Federal Reserve Governor Lisa Cook spoke today and highlighted that unemployment is at a low level.

Objectively, it's true:

US Unemployment Rate
US Unemployment Rate

But I want to highlight the extreme right-hand side of the chart because of the Sahm rule. it's named after economist Claudia Sahm and is an economic indicator aiming to identify a recession sooner. The rule states that a recession is likely underway if the three-month moving average of the national unemployment rate rises by at least 0.5 percentage points above its lowest point in the previous 12 months.

The lowest point in the last 12-months is July 2023 at 3.5% and it's currently at 4.0% (though the three-month average is still at 3.9%).

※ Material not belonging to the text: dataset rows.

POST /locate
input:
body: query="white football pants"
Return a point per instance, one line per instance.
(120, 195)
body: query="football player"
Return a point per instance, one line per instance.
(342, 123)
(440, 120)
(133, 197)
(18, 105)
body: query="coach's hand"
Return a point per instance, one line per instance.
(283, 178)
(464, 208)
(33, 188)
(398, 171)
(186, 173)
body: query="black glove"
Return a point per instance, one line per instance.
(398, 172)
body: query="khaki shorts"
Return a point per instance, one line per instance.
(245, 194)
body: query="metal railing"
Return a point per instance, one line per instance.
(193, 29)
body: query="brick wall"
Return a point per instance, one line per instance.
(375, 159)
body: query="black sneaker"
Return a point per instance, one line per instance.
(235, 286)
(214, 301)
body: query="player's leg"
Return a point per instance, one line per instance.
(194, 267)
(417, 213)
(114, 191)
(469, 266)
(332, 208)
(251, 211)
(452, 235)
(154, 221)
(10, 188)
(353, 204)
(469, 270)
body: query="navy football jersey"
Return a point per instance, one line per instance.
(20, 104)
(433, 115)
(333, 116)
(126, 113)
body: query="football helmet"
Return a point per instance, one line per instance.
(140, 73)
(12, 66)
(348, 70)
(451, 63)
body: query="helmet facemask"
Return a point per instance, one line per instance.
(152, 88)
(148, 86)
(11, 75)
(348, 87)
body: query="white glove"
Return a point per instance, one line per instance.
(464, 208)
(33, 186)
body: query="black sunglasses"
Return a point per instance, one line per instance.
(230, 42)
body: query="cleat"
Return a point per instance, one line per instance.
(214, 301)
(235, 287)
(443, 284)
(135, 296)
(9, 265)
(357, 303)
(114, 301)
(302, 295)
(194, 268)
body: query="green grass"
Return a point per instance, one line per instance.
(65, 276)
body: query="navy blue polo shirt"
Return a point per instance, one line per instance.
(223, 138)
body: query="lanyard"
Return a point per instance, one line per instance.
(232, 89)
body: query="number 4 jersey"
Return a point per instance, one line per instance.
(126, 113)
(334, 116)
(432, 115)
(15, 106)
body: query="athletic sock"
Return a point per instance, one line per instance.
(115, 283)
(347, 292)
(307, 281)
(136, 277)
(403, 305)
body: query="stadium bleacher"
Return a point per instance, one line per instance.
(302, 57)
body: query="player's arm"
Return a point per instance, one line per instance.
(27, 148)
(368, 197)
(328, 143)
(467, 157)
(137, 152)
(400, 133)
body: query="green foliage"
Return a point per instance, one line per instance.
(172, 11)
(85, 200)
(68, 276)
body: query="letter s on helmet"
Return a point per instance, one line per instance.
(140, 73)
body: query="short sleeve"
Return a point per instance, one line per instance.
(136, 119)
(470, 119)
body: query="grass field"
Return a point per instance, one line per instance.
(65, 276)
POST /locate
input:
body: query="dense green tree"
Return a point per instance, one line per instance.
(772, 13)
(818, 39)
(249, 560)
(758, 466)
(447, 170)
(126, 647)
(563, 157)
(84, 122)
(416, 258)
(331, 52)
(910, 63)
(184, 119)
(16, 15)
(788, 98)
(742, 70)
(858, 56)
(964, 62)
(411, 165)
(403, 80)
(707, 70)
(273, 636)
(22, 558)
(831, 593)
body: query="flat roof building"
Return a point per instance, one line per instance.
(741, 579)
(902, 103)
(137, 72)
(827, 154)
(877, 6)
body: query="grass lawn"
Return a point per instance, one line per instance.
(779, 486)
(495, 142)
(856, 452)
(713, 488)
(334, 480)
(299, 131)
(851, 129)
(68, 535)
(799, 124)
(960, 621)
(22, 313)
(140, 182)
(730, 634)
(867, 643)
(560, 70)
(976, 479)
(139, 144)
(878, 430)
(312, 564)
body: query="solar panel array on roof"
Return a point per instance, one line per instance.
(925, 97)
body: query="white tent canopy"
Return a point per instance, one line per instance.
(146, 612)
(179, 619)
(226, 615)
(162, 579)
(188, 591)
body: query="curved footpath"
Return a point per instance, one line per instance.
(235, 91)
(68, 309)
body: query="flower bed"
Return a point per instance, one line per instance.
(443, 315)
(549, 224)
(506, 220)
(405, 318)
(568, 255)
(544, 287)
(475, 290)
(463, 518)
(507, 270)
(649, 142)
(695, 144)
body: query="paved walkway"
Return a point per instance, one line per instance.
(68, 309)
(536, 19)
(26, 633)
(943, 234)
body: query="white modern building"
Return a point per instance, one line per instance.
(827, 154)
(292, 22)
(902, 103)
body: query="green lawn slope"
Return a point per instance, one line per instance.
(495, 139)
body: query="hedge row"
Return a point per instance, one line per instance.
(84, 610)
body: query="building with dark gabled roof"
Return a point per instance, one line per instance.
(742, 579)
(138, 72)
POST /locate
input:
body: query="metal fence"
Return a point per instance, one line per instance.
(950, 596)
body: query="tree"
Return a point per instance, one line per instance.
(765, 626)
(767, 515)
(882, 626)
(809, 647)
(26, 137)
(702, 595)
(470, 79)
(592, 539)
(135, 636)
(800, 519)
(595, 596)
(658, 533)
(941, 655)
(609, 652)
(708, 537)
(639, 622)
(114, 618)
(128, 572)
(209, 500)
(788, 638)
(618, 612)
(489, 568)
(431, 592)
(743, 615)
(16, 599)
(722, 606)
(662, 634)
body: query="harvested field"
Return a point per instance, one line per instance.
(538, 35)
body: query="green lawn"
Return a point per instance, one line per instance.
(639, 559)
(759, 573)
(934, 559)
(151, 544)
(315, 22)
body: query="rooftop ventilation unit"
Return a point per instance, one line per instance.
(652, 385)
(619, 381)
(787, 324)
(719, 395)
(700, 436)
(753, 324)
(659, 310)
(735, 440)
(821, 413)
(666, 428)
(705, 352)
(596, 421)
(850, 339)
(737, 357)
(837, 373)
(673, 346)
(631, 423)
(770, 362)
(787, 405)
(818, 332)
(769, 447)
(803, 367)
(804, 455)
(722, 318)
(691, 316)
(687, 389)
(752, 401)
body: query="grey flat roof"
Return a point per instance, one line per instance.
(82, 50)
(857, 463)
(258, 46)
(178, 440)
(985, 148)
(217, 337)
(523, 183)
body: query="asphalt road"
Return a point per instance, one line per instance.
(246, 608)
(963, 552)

Historically, this is the tipping point for when job losses accelerate, as shown in this BofA chart:

Sahm Rule chart 2

The Sahm Rule successfully signaled the beginning of every U.S. recession since the 1970s in a timely manner. For example, it accurately flagged the recessions starting in 1974, 1980, 1981, 1990, 2001, and 2007-2009.

In Europe and Canada, researchers have looked at the Sahm Rule and found that it needs to be adjusted and that argues that it's more of a guide than a law. Both the UK and Canada have already violated it, so if it's coming in the US, it's coming sooner there.

What I think is important here is the principle: once there is a material rise (0.5-0.7 pp) in the unemployment rate (ignoring noise), there is a snowball effect. I'd argue that effect is particularly large when policymakers are unresponsive and unlikely to cut rates fast enough.